Because while maintaining a healthy body weight may be the best way to engender physical health, it becomes a pyrrhic victory if it winds up depressing you. Therefore, you need to be aware of a recent study published June 2 in the journal BMJ Nutrition, Preventions and Health reviewing information gathered on 28,525 adults via National Health and Nutrition Examination Survey (NHANES) 2007-2018 that has added important new information about the link between eating and depression.

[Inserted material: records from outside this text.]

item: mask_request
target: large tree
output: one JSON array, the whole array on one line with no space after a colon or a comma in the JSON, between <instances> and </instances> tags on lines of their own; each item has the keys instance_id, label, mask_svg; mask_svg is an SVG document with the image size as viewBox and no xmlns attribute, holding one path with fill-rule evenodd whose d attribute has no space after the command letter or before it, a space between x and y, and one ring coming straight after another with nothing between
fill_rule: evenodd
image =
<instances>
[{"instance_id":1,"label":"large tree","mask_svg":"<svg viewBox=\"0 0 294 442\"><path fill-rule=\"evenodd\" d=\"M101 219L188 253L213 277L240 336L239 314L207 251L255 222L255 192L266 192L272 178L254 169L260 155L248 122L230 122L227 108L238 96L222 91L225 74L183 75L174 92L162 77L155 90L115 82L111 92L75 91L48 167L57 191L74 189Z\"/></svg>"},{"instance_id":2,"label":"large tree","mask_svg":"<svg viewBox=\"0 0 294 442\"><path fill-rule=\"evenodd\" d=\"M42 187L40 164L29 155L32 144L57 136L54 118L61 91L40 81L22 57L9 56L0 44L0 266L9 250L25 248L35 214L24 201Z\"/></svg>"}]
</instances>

Healthy eating, such as adhering to the Mediterranean diet, has been linked in the past to reducing depressive symptoms, while unhealthy eating has been associated with increasing them. This study, however, found diets unlike the Mediterranean, ones that restrict calories or single nutrients (like carbohydrate, fat, sugar, or salt), lead to having more depressive symptoms than if you follow other diets — or follow no eating plan at all.
Moreover, depressive symptoms increase even more if the dieter is already overweight and follows a nutrient-restricted diet rather than a calorie-restricted one.
Although it’s imperative to remember that depression can result from many factors besides diet, a link between the two is far from a stretch — especially if you leave the science world behind and focus on yours. For I’m sure if you take the time to recall some recent times when you were a bit down in the mouth and what you put into it before and during that time it wasn’t exactly exemplary stuff.
In a manner of speaking, bad food made you blue.
And according to another study, a red one, processed meat, qualifies as a bad food, and not much of it is needed to adversely affect you — no more than one hot dog a day.
In the study published in the June 2025 issue of Nature Medicine, researchers reviewed data from over 60 previous studies. In doing so, they determined eating small amounts of processed meat may raise the risk of serious diseases, including cancer, type 2 diabetes, and heart disease.
In fact, a single hot dog a day puts you at a 7 percent greater risk of colorectal cancer and an 11 percent greater risk of type 2 diabetes compared to those who do not eat processed meat.
Furthermore, sugar-sweetened drinks qualifies as a bad-food group according to this study. For the researchers found that consuming one 12-ounce soda every day puts you at an 8 percent increased risk of developing type 2 diabetes when compared to those who don’t.
Developing type 2 diabetes and dealing with depression are certainly detriments to your health, so now you should realize why I played Mr. Word Person at the start and made such a big deal about the difference between handling a situation as opposed to dominating one. For if you do not dominate your diet in the truest sense of the word, you cede control and make it possible for your diet to dominate you.